Sabtu, 22 Februari 2014

Oleh : al Ustadz Saifudin Zuhri, Lc
الْحَمْدُ للهِ الْمَلِكِ اْلقَهَّارِ اْلقَوِيِّ اْلعَزِيْزِ الْجَبَّارِ، وَأَشْهَدُ أَنْ لاَ إِلهَ إِلاَّ اللهُ وَحْدَهُ لاَ شَرِيْكَ لَه ذُوْ الْعَظَمَةِ وَاْلمَجْدِ وَالاِقْتِدَارِ، وَأَشْهَدُ أَنَّ مُحَمَّدًا عَبْدُهُ وَرَسُوْلُهُ اْلمُخْتَارُ صَلَّى اللهُ عَلَيْهِ وَعَلى آلِهِ وَأَصْحَابِهِ وَالتَّابِعِيْنَ لَهُمْ بِإِحْسَانٍ مَا تَعَاقَبَ اللَّيْلُ وَالنَّهَارُ وَسَلَّمَ تَسْلِيْمًا. أما بعد: أيها الناس اِتَّقُوْا اللهَ وَتَقَرَّبُوْا إِلَى اللهِ بِمَا أَمَرَكُمْ بِهِ مِنْ طَاعَةِ وُلاَةِ الأُمُوْرِ فِي غَيْرِ مَعْصِيَةِ اللهِ ، وَمِنَ الدُّعَاءِ لَهُمْ ، وَالتَّعَاوُنُ مَعَهُمْ عَلَى البِرِّ وَالتَّقْوَى ، وَالصَّبْرِ عَلَيْهِمْ
Ma’asyiral muslimin rahimakumullah, Segala puji bagi Allah Subhanahu wata’ala, sesembahan yang Mahaperkasa yang menguasai alam semesta. Saya bersaksi bahwasanya tidak ada yang berhak untuk diibadahi dengan benar kecuali Allah Subhanahu wata’ala semata dan saya bersaksi bahwa Nabi Muhammad Shallallahu ‘alaihi wasallam adalah hamba dan utusan-Nya. Shalawat dan salam semoga tercurahkan kepada sayyidul-anbiya’i wal mursalin, nabi kita Muhammad dan keluarganya, para sahabatnya, serta seluruh kaum muslimin yang senantiasa mengikuti petunjuknya.
Hadirin rahimakumullah,
Marilah kita senantiasa bertakwa kepada Allah Subhanahu wata’ala dan senantiasa mengingat bahwa Allah Subhanahu wata’ala telah mensyariatkan kepada hamba-hamba-Nya agama yang mulia dan sempurna. Telah datang di hadapan kita syariat Allah Subhanahu wata’ala yang berisi aturan yang sempurna dan mengajak kepada kemuliaan. Oleh karena itu, barang siapa yang menginginkan aturan yang sempurna namun tidak mau mengikuti syariat Allah Subhanahu wata’ala, tidaklah yang dia dapat selain aturan yang penuh kekurangan. Barang siapa menginginkan kemuliaan namun berpaling dari syariat Allah Subhanahu wata’ala, tidaklah yang dia dapat selain kehinaan.
Hadirin rahimakumullah,
Di antara syariat yang Allah Subhanahu wata’ala turunkan melalui Rasul-Nya Shallallahu ‘alaihi wasallam yang mulia tersebut adalah petunjuk yang mengatur kewajiban rakyat terhadap penguasanya dan kewajiban penguasa terhadap rakyatnya.
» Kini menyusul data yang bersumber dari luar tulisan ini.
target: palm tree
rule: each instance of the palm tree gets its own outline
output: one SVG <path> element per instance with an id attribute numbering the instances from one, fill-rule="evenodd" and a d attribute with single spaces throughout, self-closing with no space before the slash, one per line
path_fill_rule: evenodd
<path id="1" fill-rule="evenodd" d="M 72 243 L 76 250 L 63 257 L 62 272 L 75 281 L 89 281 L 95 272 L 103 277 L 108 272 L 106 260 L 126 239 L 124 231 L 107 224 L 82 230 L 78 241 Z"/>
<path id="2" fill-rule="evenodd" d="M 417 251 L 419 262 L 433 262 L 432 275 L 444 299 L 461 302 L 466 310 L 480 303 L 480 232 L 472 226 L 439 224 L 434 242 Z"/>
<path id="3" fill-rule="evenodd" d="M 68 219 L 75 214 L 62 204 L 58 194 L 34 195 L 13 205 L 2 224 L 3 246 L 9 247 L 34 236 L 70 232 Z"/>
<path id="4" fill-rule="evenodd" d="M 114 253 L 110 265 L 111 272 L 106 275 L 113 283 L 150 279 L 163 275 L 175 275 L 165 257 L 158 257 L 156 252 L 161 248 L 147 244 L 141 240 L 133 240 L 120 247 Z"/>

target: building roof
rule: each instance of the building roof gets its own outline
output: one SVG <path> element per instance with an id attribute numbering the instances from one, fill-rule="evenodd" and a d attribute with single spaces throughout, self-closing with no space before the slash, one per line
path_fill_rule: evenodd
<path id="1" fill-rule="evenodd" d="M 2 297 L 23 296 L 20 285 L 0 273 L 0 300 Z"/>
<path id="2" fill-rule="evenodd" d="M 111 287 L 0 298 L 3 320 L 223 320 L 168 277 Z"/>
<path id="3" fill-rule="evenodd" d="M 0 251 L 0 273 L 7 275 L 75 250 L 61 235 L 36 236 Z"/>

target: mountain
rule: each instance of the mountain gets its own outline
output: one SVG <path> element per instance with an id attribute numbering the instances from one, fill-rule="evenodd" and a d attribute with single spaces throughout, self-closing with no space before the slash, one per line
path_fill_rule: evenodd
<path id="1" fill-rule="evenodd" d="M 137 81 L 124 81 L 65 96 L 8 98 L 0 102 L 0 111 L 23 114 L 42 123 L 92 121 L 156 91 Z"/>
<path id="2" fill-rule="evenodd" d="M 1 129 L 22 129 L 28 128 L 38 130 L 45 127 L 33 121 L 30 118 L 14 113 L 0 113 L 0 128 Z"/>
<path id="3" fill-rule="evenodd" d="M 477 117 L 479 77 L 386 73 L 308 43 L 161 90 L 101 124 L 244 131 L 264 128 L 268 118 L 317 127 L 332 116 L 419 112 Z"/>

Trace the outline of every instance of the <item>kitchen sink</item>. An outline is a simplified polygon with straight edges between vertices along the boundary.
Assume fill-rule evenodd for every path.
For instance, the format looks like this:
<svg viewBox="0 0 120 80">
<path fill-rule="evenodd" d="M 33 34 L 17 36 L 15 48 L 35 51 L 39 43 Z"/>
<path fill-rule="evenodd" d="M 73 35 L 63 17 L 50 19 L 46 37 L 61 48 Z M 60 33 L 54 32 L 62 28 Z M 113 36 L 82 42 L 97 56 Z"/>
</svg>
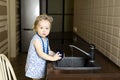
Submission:
<svg viewBox="0 0 120 80">
<path fill-rule="evenodd" d="M 84 57 L 64 57 L 53 62 L 53 67 L 60 70 L 97 70 L 101 67 L 96 62 L 90 62 Z"/>
</svg>

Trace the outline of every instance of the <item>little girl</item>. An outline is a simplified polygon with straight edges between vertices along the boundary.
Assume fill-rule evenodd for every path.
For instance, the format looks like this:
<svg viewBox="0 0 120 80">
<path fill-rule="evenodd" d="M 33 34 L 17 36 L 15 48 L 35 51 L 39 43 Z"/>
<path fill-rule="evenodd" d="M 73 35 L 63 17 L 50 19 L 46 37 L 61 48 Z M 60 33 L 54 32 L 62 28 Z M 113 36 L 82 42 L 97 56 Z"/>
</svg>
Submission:
<svg viewBox="0 0 120 80">
<path fill-rule="evenodd" d="M 49 35 L 53 18 L 43 14 L 36 18 L 33 30 L 36 34 L 33 36 L 26 60 L 25 75 L 33 80 L 40 80 L 45 77 L 46 60 L 60 60 L 60 54 L 50 50 Z M 28 35 L 29 36 L 29 35 Z"/>
</svg>

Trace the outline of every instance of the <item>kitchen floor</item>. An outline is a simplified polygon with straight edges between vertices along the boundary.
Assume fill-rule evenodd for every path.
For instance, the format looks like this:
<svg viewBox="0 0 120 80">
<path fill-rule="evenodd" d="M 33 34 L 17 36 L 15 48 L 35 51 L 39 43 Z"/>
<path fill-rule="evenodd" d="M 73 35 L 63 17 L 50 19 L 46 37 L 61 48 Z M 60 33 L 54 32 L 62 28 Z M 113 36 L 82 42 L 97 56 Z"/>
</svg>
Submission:
<svg viewBox="0 0 120 80">
<path fill-rule="evenodd" d="M 20 53 L 16 58 L 11 59 L 11 64 L 17 76 L 17 80 L 32 80 L 25 77 L 25 62 L 27 53 Z"/>
</svg>

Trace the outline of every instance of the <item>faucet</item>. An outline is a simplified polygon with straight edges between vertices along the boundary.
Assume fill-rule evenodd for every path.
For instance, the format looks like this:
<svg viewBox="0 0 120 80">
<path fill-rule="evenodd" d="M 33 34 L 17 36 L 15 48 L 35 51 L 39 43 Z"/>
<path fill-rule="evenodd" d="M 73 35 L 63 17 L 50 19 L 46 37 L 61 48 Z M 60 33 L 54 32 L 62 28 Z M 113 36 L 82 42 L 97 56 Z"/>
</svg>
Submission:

Adapun kewajiban rakyat terhadap penguasanya, di antaranya adalah mendengar dan menaatinya. Artinya, wajib bagi masyarakat untuk menjalankan apa yang diperintahkan atau meninggalkan apa yang dilarang oleh penguasa muslim selama tidak bermaksiat terhadap Allah Subhanahu wata’ala dan Rasul-Nya Shallallahu ‘alaihi wasallam. Sehingga, apa saja yang diwajibkan oleh pemerintah, baik di tingkat pusat maupun daerah dari berbagai aturan yang mengatur kehidupan bermasyarakat, harus didengar dan ditaati selama tidak bermaksiat kepada Allah Subhanahu wata’ala dan Rasul-Nya Shallallahu ‘alaihi wasallam. Adapun jika aturan tersebut melanggar syariat Allah Subhanahu wata’ala, maka tidak ada kewajiban untuk menaatinya. Nabi Shallallahu ‘alaihi wasallam bersabda,
عَلَي الْمَرْءِ الْمُسْلِمِ السَّمْعُ وَالطَّاعَةُ فِيْمَا أَحَبَّ وَكَرِهَ إِلاَّ أَنْ يُؤْمَرَ بِمَعْصِيَةٍ فَإِذَا أُمِرَ بِمَعْصِيَةٍ فَلاَ سَمْعَ وَلاَ طَاعَةَ
“Wajib bagi seorang muslim untuk mendengar dan menaati (penguasa), baik dalam perkara yang disukai maupun dibenci kecuali jika diperintah untuk berbuat maksiat. Apabila diperintah untuk berbuat maksiat, maka tidak ada kewajiban untuk mendengar dan taat.” (Muttafaqun ‘alaih)
Hadirin rahimakumullah,
Perlu diketahui bahwa ketaatan kepada penguasa ini meliputi ketaatan pada peraturan-peraturan yang mengatur kemaslahatan masyarakat baik yang berkaitan dengan perizinan, peraturan lalu lintas, maupun kependudukan, dan sebagainya, selama tidak bertentangan dengan syariat Allah Subhanahu wata’ala.
Hadirin rahimakumullah,
Termasuk kewajiban masyarakat terhadap penguasa adalah memberikan nasihat kepada penguasa. Yang dimaukan dari nasihat ini adalah demi semakin baiknya keadaan suatu negeri dan bukan untuk menjatuhkan wibawa atau menyebarkan kejelekannya sehingga tersiar dan diketahui oleh semua orang. Jika yang dilakukan justru menjatuhkan dan menyebarkan kejelekan-kejelekannya, maka hal itu bukanlah nasihat. Bahkan itu adalah cercaan yang akan menyulut kebencian rakyat kepada pemerintah dalam seluruh kebijakan dan upaya yang dilakukannya, meskipun hal tersebut (kebijakan atau upaya pemerintah itu) adalah sesuatu yang baik dan benar. Masyarakat tidak lagi percaya, mendengar, dan taat kepada penguasanya yang pada akhirnya mengakibatkan terjadinya kekacauan, pertikaian, bahkan pertumpahan darah di tengah-tengah masyarakat.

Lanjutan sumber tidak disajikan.